Jeff Geerling just posted a video like this on his channel, and his results were abysmal. You should check it out. See what you can get versus what he got.

[-]

KillerQF@reddit

The video from Jeff Geerling was a bit confused wrt expectations. He's running a 400B dense model on strix halo and 'surprised' at the performance. plus he compares the results to machines running deepseek?

[-]

eleqtriq@reddit

I don’t think he set expectations. But I think a lot of people want to know about these use cases. Plus, it’s good to know what’s actually worked in regards to clustering.

[-]

geerlingguy@reddit

The main thing I was targeting was what use case you could hit with clustering in strict halo, and the answer so far is "running larger models more slowly than single node". It's still much better if not using CUDA and 100+ Gbps to just scale up one machine either with multi GPU or the biggest VRAM you can get than to scale across nodes, at least with any current clustering tool outside of Nvidia-land.

[-]

ComplexityStudent@reddit

If only we could use a dGPU for prompt/context processing.

[-]

KillerQF@reddit

Should ip over thunderbolt not be able to go to 80 or 120ngb/s using the usb4v2 ports?

[-]

Hungry_Elk_3276@reddit (OP)

No luck and it seems like the thunderbolt 5 support is not working on ubuntu server 24.04 LTS, was not able to get TB5 drive working.
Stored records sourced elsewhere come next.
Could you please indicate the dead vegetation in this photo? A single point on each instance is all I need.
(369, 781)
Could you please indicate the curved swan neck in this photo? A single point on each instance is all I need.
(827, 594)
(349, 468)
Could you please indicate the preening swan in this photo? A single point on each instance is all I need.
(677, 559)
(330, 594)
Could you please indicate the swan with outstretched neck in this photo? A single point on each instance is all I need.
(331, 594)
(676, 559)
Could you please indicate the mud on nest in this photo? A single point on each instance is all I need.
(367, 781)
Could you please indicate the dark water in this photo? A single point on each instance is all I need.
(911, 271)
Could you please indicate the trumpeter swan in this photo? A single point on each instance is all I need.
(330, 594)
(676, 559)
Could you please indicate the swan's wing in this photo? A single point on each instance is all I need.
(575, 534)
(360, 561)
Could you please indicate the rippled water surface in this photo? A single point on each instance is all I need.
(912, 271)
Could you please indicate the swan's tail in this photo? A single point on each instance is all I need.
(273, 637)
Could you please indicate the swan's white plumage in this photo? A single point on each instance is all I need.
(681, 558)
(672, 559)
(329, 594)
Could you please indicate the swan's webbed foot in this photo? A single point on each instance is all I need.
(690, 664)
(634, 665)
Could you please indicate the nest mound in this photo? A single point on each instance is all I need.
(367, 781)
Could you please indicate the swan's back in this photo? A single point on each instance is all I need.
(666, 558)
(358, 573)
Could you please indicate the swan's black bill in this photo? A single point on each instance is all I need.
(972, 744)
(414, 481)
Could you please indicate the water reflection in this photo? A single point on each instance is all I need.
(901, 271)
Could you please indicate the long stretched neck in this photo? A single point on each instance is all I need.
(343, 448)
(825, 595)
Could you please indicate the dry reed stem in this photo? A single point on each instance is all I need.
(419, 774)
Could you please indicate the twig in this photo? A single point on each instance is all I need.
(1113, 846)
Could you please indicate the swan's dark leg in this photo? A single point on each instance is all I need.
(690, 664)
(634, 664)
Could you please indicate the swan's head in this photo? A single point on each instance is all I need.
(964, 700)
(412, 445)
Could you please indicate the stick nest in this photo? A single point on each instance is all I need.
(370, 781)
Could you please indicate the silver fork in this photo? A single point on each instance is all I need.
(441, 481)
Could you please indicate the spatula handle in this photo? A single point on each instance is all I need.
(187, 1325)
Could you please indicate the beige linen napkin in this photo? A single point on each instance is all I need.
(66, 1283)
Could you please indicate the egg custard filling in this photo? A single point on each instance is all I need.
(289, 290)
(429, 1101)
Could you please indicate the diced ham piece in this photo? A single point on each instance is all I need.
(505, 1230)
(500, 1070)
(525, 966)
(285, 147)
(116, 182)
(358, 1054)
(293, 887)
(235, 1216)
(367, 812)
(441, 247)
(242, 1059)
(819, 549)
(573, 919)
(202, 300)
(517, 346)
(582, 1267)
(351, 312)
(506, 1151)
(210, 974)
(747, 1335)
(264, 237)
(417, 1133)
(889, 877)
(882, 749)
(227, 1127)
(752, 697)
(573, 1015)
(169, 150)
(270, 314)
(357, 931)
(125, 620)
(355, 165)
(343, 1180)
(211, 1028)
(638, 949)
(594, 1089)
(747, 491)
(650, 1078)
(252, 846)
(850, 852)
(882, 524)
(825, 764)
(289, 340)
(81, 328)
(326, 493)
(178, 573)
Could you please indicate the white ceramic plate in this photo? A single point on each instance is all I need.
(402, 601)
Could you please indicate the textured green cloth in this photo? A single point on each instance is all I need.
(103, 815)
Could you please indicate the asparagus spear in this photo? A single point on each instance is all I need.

The max speed I am able to get with TB4 is 10GB/s x 2, which could do 10 Gig send and recieve at the same time, but not able to do the full 20 gig connection.

[-]

KillerQF@reddit

Did you mean 10 Gb/sx2? are you on the 6.14 or 6.16 kernel

[-]

Hungry_Elk_3276@reddit (OP)

Yes, sorry for the typo, I mean it is 10Gb full duplex. I am on 6.8 kernel. The reason I did not upgrade the kernel is that newer kernel seems is not supported by the amdgpu-install script.

[-]

KillerQF@reddit

OK, the kernel may be the reason you can't get usb4v2.

[-]

getyourown12words@reddit

Funny, I was just thinking about this today while looking at ServeTheHome and my neighbors over at Level1Techs. Interesting results, I wonder if driver or applications improvements could make this work better.

[-]

WithoutReason1729@reddit

Your post is getting popular and we just featured it on our Discord! [Come check it out!](https://discord.gg/PgFhZ8cnWW) You've also been given a special flair for your contribution. We appreciate your post! *I am a bot and this action was performed automatically.*

[-]

RegularRecipe6175@reddit

This is exactly the kind of informative post I come here to read. I have a 4x3090 system and a new 395+ machine. Thank you, sir.

[-]

Aroochacha@reddit

Thank you for doing the work…for science!